Robert Tanitch reviews the latest DVDs
Roma (Netflix) is already a multi award-winning Mexican domestic drama. Alfonso Cuarón, director, writer and editor, looks back to his childhood and his parents’ divorce and sees a series of events (earthquake, forest fire, student demonstration, birth of a still-born child, a visit to the seaside) through the eyes of their much loved housekeeper, who had become pregnant by a martial arts enthusiast, a nasty bit of work, who quickly ditched her. She was a quasi-parent to the three boys and a girl. Yalitza Aparicio, a non-professional actress, is utterly convincing.
The Children Act (Entertainment One). Richard Eyre directs Emma Thompson in Ian McEwan’s adaptation of his novel. 17-year-old Jehovah Witness, suffering from leukaemia, is intent on dying a horrible death because his devout parents refuse to allow him to have a blood transfusion. A High Court judge visits the boy in hospital in an attempt to make him change his mind. She fails but she rules in favour of the hospital and saves his life. He is so grateful he becomes obsessive: the writes her letters, he stalks her, he begs her to let him be a lodger in her home. What is she to do with him? Her marriage is on the rocks. Emma Thompson as the judge and Fionn Whitehead as the boy are always very watchable.
July 22 (Netflix). In 2011 a right-wing extremist, disguised as a police officer, left a car bomb at a government building and then headed for a summer camp on an island off Oslo where he cold-bloodedly killed 75 children and injured many more. Director Paul Greengrass takes a docudrama approach to the horror of the shooting and the fleeing children (with nowhere to hide) and to the inquiry which followed. The film, totally involving, hones in one victim, who is severely wounded, his hospitalization and his testimony during the trial. Anders Danielsen Lie is excellent as killer who claims he is a soldier and that the massacre was a political act against immigration and multiculturalism.

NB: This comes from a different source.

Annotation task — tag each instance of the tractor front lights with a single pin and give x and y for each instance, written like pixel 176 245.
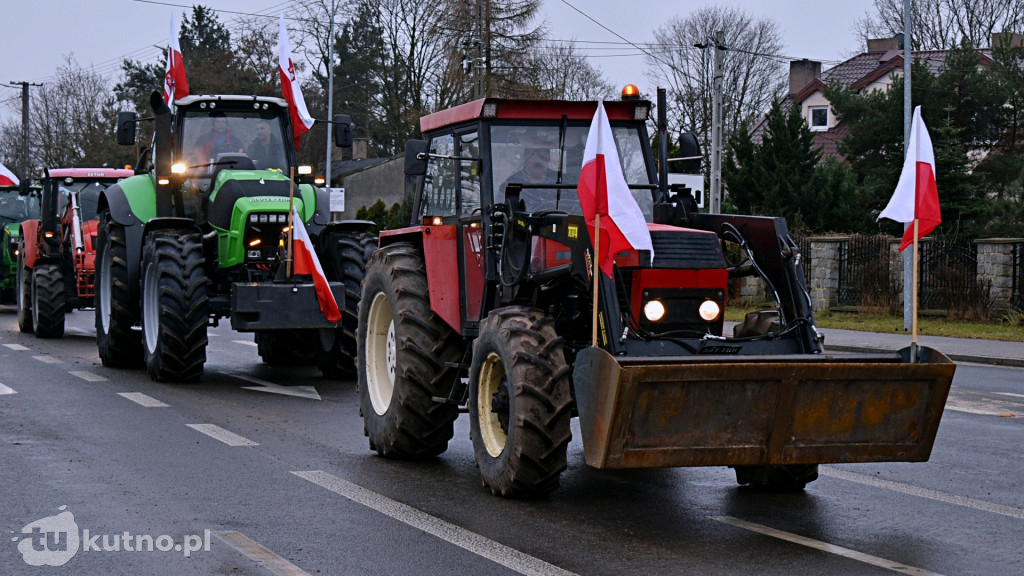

King of Thieves (StudioCanal).The Hatton Garden Robbery in 2015 caught the public imagination; not just because it was the largest robbery in London (£100 million in gold) but because the criminals were in their sixties and seventies. This is the third film version of the robbery and it is surprisingly dull and unexciting. They criminals are old-school, no violence, no guns. Director James Marsh has a good cast – Michael Caine, Jim Broadbent, Tom Courtenay, Charlie Cox, Ray Winstone, Paul Whitehouse and Michael Gambon – but he is not consistent. He leads viewers to expect he is going to take a comic Lavender Hill Mob approach; but once the gang starts dividing the spoils, he gets serious and in the case of Broadbent, who is cast against type, surprisingly nasty.
They’ll Love Me When I’m Dead (Netflix). Morgan Neville has made a documentary about Orson Welles’ last film, The Other Side of the Wind, which was a mock-documentary about a great director making a film but not having the resources ever to finish it to his liking. Five years in the making, it was not shown until after Welles was dead. He knew what he was doing but it was all in his head. Nobody else knew what he was doing. John Huston plays the great director. Peter Bogdanovich plays the acolyte, a role he played in real life. Neville imitates Welles’s directorial style. It’s all in the clever editing. It’s like looking at a half-finished jigsaw in which the viewer struggles to put the pieces together. It’s all a lot of talk about making a movie and the end result is a movie within a movie within a movie.